今も,毎年,700人ほどが,北コーカサスにおける反政府勢力との低レベルの戦争で死亡している.そこはヨーロッパ最悪の紛争地域である.メディアに対する規制とロシア政府の無視する態度により,この戦争はほとんど報道されていない.
西側の疑問に対するロシアの対応は決まっている.これは国際的な「テロとの戦い」の一部である.これは純粋にロシアの内政問題である.しかし,こうした説明はますます無意味になっている.ボストン事件があり,もうすぐソチで冬季オリンピックがある,治安対策の協力が必要だ.

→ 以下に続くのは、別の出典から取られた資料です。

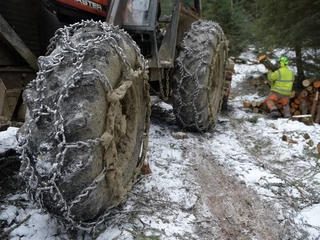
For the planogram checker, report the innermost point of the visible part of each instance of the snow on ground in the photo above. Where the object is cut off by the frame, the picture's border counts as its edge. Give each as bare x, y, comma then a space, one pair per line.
276, 158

ロシアの研究者Alexei Malashenkoは,北コーカサスを「内なる外国」と呼んだ.そこはギリシャ正教ではなくイスラム教が支配的で,人口減少ではなく人口増加が,50%に達する失業が問題である.今やモスクワを追い出すのではなく,より多くのモスクワの(民政による)支援を必要としている.
モスクワは,安全保障と人権に関するヨーロッパの会議に参加し,北コーカサスを開放して,その再建を目指すべきだ.